Dans sa déclaration devant le Sénat, le 28 octobre, le Premier ministre n’évoque plus la suppression des départements en 2020…
Je suis satisfait. D’autant plus que je lui ai suggéré cela lors de notre rencontre à Matignon, le 24 octobre. 2020 sera un autre jour. D’ici-là, les départements doivent assumer leurs responsabilités en toute sérénité. Le Premier ministre va dans le bon sens quand, à terme, il veut maintenir un échelon intermédiaire pour assurer les solidarités sociales et territoriales.
Pourquoi contestez-vous le transfert, des départements vers les régions, des routes, des transports scolaires, des transports interurbains et des collèges ? N’est-ce pas un moindre mal ?
Avec des transferts de ce genre, les régions vont devenir des super-départements. Elles vont s’épuiser à gérer le quotidien alors qu’elles ont vocation à avoir la haute main sur la banque publique d’investissement et à se saisir de l’enseignement supérieur, du service public de l’emploi, de la santé… Ce point de vue n’a rien de départementaliste. Un président de région comme Jean-Pierre Masseret (NDLR : patron PS de la Lorraine) n’est pas intéressé par ces nouvelles compétences, en dehors des transports interurbains qui peuvent être reliés aux TER.

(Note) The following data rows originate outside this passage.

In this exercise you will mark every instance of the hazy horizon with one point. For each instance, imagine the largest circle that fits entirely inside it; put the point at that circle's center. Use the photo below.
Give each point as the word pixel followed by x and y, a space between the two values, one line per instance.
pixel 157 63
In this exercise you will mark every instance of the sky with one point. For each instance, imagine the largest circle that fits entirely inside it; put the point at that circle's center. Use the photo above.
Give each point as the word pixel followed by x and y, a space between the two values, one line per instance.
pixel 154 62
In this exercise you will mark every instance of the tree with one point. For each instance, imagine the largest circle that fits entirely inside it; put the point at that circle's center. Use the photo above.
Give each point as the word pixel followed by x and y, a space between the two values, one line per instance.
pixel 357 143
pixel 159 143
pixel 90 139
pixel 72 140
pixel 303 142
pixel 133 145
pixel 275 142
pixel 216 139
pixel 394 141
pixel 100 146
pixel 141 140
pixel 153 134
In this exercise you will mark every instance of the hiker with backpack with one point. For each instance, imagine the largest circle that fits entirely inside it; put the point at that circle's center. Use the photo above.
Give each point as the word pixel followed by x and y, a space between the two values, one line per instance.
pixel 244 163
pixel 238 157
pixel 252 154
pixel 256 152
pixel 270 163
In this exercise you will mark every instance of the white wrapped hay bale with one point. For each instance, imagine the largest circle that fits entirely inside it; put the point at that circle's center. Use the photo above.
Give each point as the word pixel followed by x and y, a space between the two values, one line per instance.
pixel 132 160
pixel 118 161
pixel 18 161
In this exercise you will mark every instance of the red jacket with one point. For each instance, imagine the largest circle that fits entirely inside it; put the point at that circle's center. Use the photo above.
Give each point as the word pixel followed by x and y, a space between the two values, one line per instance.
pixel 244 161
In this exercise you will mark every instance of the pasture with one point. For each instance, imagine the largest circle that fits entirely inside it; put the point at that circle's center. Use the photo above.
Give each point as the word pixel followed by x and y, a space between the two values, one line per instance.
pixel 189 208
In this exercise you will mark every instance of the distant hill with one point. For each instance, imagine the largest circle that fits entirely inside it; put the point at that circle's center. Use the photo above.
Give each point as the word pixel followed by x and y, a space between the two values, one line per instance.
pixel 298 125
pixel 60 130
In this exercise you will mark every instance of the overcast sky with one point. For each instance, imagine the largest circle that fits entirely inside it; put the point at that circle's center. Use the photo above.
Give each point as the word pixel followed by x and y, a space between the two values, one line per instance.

Souhaitez-vous, comme le sénateur et président socialiste du conseil général des Pyrénées-Atlantiques, Georges Labazée, que les départements gèrent la construction et l’entretien des collèges mais aussi des lycées ?
Si dans le grand ensemble Auvergne-Rhône-Alpes, les conseillers régionaux s’occupent de tout cela, ils devront assister, chacun, à dix réunions de conseil d’administration. Ce ne sera pas possible. Résultat : les fonctionnaires siègeront à leur place. Ce n’est pas ma conception de la décentralisation. Dans mon département des Côtes-d’Armor, nous gérons 48 collèges. Nous sommes à même de prendre en charge 20 lycées. Nous avons déjà les ingénieurs, les architectes et toutes les équipes qu’il faut. Nous gérons ces services publics en régie. Les régions, elles, font appel à des sociétés d’économie mixte ou à des cabinets privés.
Mais comment vont-elles faire ?
Il leur faudra créer des administrations déconcentrées, c’est-à-dire départementaliser les régions. A moins, ce qui est probable, qu’elles passent des délégations avec les conseils départementaux…
Comment expliquez-vous que le gouvernement n’ait pas retenu l’idée de grandes régions stratèges qui fait la quasi-unanimité au sein de la Haute assemblée ?
J’ai salué avec beaucoup de chaleur le rapport sénatorial d’Yves Krattinger (PS) et Jean-Pierre Raffarin (UMP). J’aurais aimé que le gouvernement le prenne à bras-le-corps. J’aurais souhaité qu’il mette les sénateurs devant leurs responsabilités afin de dépasser les intérêts très politiques du moment.
Soutenez-vous Manuel Valls, quand il entend faciliter les fusions de départements en supprimant l’obligation référendaire ?
L’ADF est favorable à ce mouvement déjà bien enclenché, avec, notamment, le projet de fusion des Savoie, promu par Hervé Gaymard (NDLR : député et président UMP du conseil général de Savoie). Un peu partout dans le pays, les élus réfléchissent à des rapprochements. De nombreux projets de communes nouvelles émergent. Les élus veulent se marier pour peser au sein des futures intercommunalités de plus de 20 000 habitants.
Le président de l’Association des maires ruraux de France, Vanik Berberian, vous reproche d’avoir déclaré que l’intercommunalité a vocation à devenir la commune du XXIème siècle…
Oui, il m’a même écrit… Il n’a sans doute pas pris conscience que je ne parlais pas d’aujourd’hui. Le siècle se termine dans 86 ans. Mais nous sommes face à une tendance historique lourde que je constate depuis 37 ans que j’exerce un mandat. Les compétences des communes sont peu à peu absorbées par les intercommunalités. Quand celles-ci en auront 90 %, il faudra bien en tirer quelque conclusion.
Jugez-vous toujours, à ce stade, que la décentralisation est en recul ?
Le Premier ministre, lui-même, indique que ses textes ne relèvent pas de la décentralisation. Mais Manuel Valls se montre ouvert. Il considère, et il a raison, qu’il faudra le moment venu une grande loi de décentralisation.